Tuesday 28 October 2014

The New Testament and the People of God

This volume, one of the early ones in Tom Wright's corpus on NT theology, was published in 1992. I have had a copy on my shelf for almost as long. This month I read it (mostly in Nigeria, during free afternoons whilst in Anyigba to teach at the seminary of the Christian Evangelical Fellowship of Nigeria and then preach at their annual Convention).

The book has about 150 pages of prolegomena on literature, theology and history and how they need to be studied to produce NT theology; 140 pages at the end on the church in the first century; and 200 pages or so in the middle on Second Temple Judaism (2TJ).

It is a good read. It helps to see Christianity in the light of the Judaism of the period (allowing for not taking Wright's interpretation of 2TJ uncritically) and this is certainly an area where I have done too little study in the past.

When reading Wright, one would really think that Jews of the era were just potential Christians waiting to hear of Christ, so friendly is his presentation of 2TJ. In reading the NT, one is in a different atmosphere altogether, whether in the letters of Paul or the gospels.

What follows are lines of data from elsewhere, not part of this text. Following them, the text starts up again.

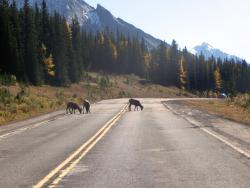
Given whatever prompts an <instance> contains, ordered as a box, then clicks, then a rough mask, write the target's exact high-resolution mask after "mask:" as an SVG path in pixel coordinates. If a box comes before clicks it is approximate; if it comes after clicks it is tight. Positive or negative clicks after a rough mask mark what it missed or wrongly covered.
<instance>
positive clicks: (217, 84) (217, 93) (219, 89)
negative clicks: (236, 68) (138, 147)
mask: <svg viewBox="0 0 250 188" xmlns="http://www.w3.org/2000/svg"><path fill="white" fill-rule="evenodd" d="M214 85H215V92H216V93H217V94H218V93H219V92H220V91H221V88H222V80H221V73H220V68H219V67H216V69H215V71H214Z"/></svg>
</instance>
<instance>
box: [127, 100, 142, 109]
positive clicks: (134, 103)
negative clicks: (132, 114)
mask: <svg viewBox="0 0 250 188" xmlns="http://www.w3.org/2000/svg"><path fill="white" fill-rule="evenodd" d="M132 105H134V106H135V108H134V110H138V107H140V108H141V110H143V106H142V105H141V103H140V101H138V100H135V99H129V110H130V111H131V106H132Z"/></svg>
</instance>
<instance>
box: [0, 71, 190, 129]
mask: <svg viewBox="0 0 250 188" xmlns="http://www.w3.org/2000/svg"><path fill="white" fill-rule="evenodd" d="M130 97H134V98H145V97H147V98H150V97H153V98H165V97H194V95H192V94H190V93H188V92H186V91H182V92H180V91H179V89H178V88H175V87H164V86H161V85H157V84H152V83H150V82H148V81H146V80H143V79H141V78H139V77H137V76H135V75H110V74H105V73H95V72H88V73H84V75H83V79H82V81H81V82H80V83H78V84H72V85H70V86H69V87H51V86H46V85H45V86H40V87H35V86H24V85H22V84H19V83H15V84H14V85H12V86H1V85H0V125H4V124H7V123H9V122H13V121H18V120H23V119H26V118H30V117H33V116H36V115H41V114H45V113H49V112H52V111H55V110H59V109H64V108H65V106H66V103H67V102H69V101H74V102H77V103H78V104H81V103H82V101H83V100H84V99H88V100H90V101H91V102H96V101H99V100H103V99H114V98H130Z"/></svg>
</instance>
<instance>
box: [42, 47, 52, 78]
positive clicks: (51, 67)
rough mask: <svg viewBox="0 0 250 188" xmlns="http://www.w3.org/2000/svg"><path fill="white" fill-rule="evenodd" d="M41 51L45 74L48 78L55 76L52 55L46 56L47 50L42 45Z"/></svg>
mask: <svg viewBox="0 0 250 188" xmlns="http://www.w3.org/2000/svg"><path fill="white" fill-rule="evenodd" d="M41 51H42V63H43V66H44V69H45V72H46V73H47V74H48V75H49V76H55V71H54V68H55V64H54V63H53V56H52V54H49V56H47V55H46V54H47V48H46V46H45V45H44V44H42V46H41Z"/></svg>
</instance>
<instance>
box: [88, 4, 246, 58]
mask: <svg viewBox="0 0 250 188" xmlns="http://www.w3.org/2000/svg"><path fill="white" fill-rule="evenodd" d="M85 1H86V2H87V3H88V4H90V5H91V6H94V7H96V5H97V4H100V5H102V6H104V7H105V8H107V9H108V10H109V11H111V13H112V14H113V15H114V16H115V17H120V18H122V19H124V20H125V21H127V22H129V23H131V24H133V25H135V26H136V27H138V28H140V29H142V30H144V31H145V32H147V33H149V34H151V35H153V36H154V37H156V38H159V39H161V40H165V41H166V42H168V43H171V41H172V40H173V39H175V40H176V41H177V43H178V44H179V46H180V47H181V48H183V47H185V46H186V47H187V48H188V49H189V50H191V49H192V48H193V47H194V46H196V45H200V44H201V43H203V42H206V43H209V44H210V45H212V46H213V47H214V48H218V49H220V50H222V51H224V52H226V53H228V54H231V55H236V56H238V57H240V58H243V59H246V60H247V61H248V62H250V54H249V53H248V51H249V49H250V44H249V41H250V40H249V39H250V37H249V33H250V26H249V24H248V23H250V16H249V15H248V9H249V8H250V1H247V0H239V1H234V0H227V1H226V0H216V1H215V0H211V1H199V0H190V1H184V0H176V1H170V0H156V1H150V2H145V1H141V0H138V1H131V0H127V1H121V2H120V1H119V2H118V1H115V0H85ZM128 11H129V12H128ZM247 24H248V25H247Z"/></svg>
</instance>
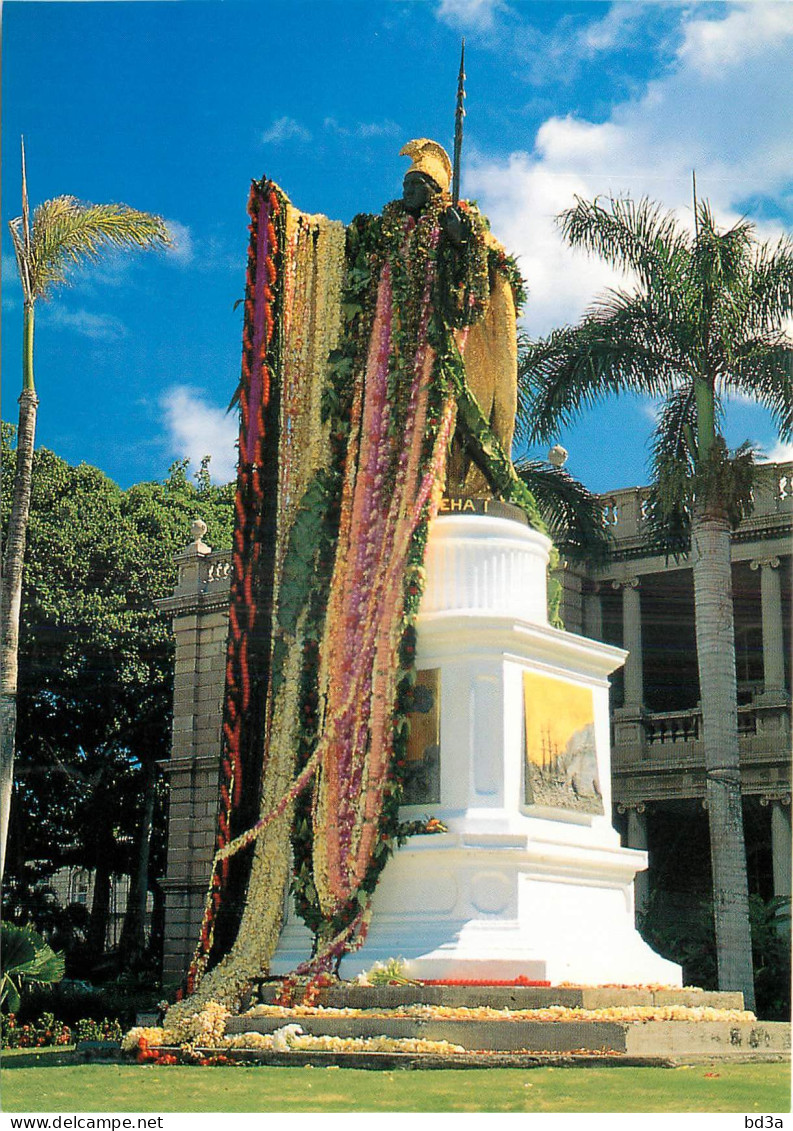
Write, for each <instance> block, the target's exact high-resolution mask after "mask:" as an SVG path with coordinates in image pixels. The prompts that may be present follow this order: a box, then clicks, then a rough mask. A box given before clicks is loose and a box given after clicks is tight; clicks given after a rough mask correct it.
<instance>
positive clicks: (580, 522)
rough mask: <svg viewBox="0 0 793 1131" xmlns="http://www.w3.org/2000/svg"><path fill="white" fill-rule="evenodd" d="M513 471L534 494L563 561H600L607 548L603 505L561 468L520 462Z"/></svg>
mask: <svg viewBox="0 0 793 1131" xmlns="http://www.w3.org/2000/svg"><path fill="white" fill-rule="evenodd" d="M515 470H516V472H517V474H518V476H519V477H520V478H522V480H523V482H524V483H525V484H526V486H527V487H528V490H529V491H531V492H532V494H533V495H534V498H535V500H536V503H537V506H538V508H540V511H541V513H542V516H543V518H544V519H545V521H546V523H548V527H549V533H550V535H551V537H552V538H553V542H554V543H555V545H557V546H558V547H559V550H561V552H562V553H563V554H564V556H566V558H570V559H574V560H576V559H581V558H584V556H586V558H587V560H593V559H602V558H604V556H605V553H606V551H607V547H609V534H607V530H606V527H605V523H604V518H603V506H602V503H601V501H600V500H598V498H597V495H594V494H592V492H591V491H588V490H587V489H586V487H585V486H584V484H583V483H579V482H578V480H576V478H575V477H574V476H572V475H570V474H569V472H566V470H564V468H562V467H553V466H552V465H551V464H549V463H546V461H545V460H541V459H522V460H518V463H517V464H516V465H515Z"/></svg>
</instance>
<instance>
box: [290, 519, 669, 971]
mask: <svg viewBox="0 0 793 1131" xmlns="http://www.w3.org/2000/svg"><path fill="white" fill-rule="evenodd" d="M549 546H550V544H549V542H548V539H546V538H544V537H543V536H542V535H541V534H537V533H536V532H534V530H531V529H528V528H527V527H525V526H523V525H520V524H519V523H516V521H514V520H511V519H507V518H492V517H489V516H482V515H450V516H442V517H439V518H438V519H437V520H436V521H434V523H433V525H432V529H431V532H430V539H429V546H428V563H426V569H428V585H426V590H425V594H424V598H423V601H422V610H421V615H420V619H419V647H417V666H419V667H420V668H439V670H440V699H441V707H440V748H441V754H440V803H439V804H432V805H405V806H403V810H402V813H403V819H404V820H412V819H415V818H420V817H424V815H433V817H437V818H439V819H440V820H441V821H442V822H443V823H445V824H446V826H447V827H448V830H449V831H448V832H447V834H436V835H432V836H416V837H412V838H411V839H410V840H408V843H407V844H406V845H405V846H404V847H402V848H400V849H399V851H398V852H397V853H396V854H395V856H394V857H393V858H391V860H390V861H389V863H388V865H387V866H386V870H385V872H383V874H382V877H381V879H380V883H379V886H378V889H377V892H376V895H374V903H373V914H372V924H371V929H370V932H369V936H368V940H367V942H365V944H364V947H363V948H362V949H361V950H360V951H357V952H356V953H353V955H348V956H347V957H346V958H345V959H344V961H343V962H342V968H341V973H342V975H343V976H344V977H353V976H354V975H355V974H357V973H360V972H361V970H365V969H369V968H370V967H371V966H372V964H373V962H374V961H377V960H386V959H388V958H402V959H404V960H405V962H406V966H407V970H408V973H410V974H411V975H413V976H414V977H419V978H443V977H448V978H494V979H499V978H502V979H509V978H514V977H517V976H519V975H524V976H526V977H528V978H535V979H542V981H550V982H551V983H559V982H579V983H589V984H596V983H604V982H615V983H648V982H658V983H663V984H669V985H680V984H681V983H682V978H681V969H680V967H679V966H675V965H674V964H672V962H670V961H667V960H666V959H663V958H661V957H658V956H657V955H656V953H655V952H654V951H652V950H650V949H649V947H647V944H646V943H645V942H644V941H643V940H641V938H640V936H639V934H638V932H637V931H636V929H635V926H633V878H635V875H636V873H637V872H638V871H641V870H644V869H646V866H647V854H646V853H641V852H636V851H633V849H628V848H622V847H620V840H619V836H618V834H617V832H615V831H614V829H613V828H612V827H611V818H610V814H611V777H610V737H609V735H610V728H609V682H607V676H609V674H610V673H611V672H612V671H614V668H617V667H619V666H620V665H621V664H622V663H623V662H624V656H626V653H624V651H623V650H622V649H620V648H613V647H611V646H609V645H604V644H600V642H596V641H593V640H587V639H585V638H583V637H578V636H574V634H572V633H569V632H562V631H559V630H557V629H553V628H550V627H549V624H548V618H546V580H545V578H546V573H545V571H546V564H548V552H549ZM526 671H529V672H534V673H538V674H541V675H545V676H551V677H554V679H555V680H561V681H564V682H566V683H569V684H570V685H571V688H581V687H584V688H588V689H592V696H593V706H594V732H595V753H596V762H597V777H598V780H600V787H601V793H602V797H603V810H604V815H602V817H598V815H592V814H589V813H583V812H575V811H568V810H561V809H557V808H542V806H540V805H536V804H527V803H526V784H525V774H526V769H525V750H526V737H525V727H524V682H523V681H524V672H526ZM308 952H309V935H308V931H307V930H305V929H304V927H303V925H302V923H300V921H298V920H295V916H294V915H293V914H290V915H288V917H287V921H286V924H285V926H284V931H283V933H282V939H281V942H279V946H278V949H277V951H276V955H275V958H274V962H273V973H286V972H288V970H290V969H292V968H294V966H295V965H296V964H298V962H299V961H301V960H303V959H304V958H305V957H307V956H308Z"/></svg>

But - it is interesting to note that when, in dealing with the areas of continuity between Judaism and Christianity, Wright seems to be drawing much more on the Old Testament - on which I am sure most of us would have little disagreement. 2TJ seems to feature rather less in this section, as if the degree of continuity between it and Christianity is not so marked.

Wright just hints at what will in later volumes become his re-interpretation of Paul and particularly the doctrine of justification.

Two things are particularly irritating about Wright's polemics against traditional evangelicalism: his setting up caricatures of his opponents, 'straw men', particularly that of the evangelical who apparently never does any serious study; and his little jibes here and there about conservative evangelicals who are (for example) 'more familiar with the Pelagian controversy than with 2TJ'. I have rarely met any evangelicals familiar with the Pelagian controversy. But the point Wright is trying to make of course is the hoary one about interpreting Paul through Lutheran or Augustinian lenses.

All I can say is that looking at the NT through Luther's lenses still gives a much truer and more consistent interpretation of the Scriptures than that informed by the Judaism of which Wright seems so enamoured.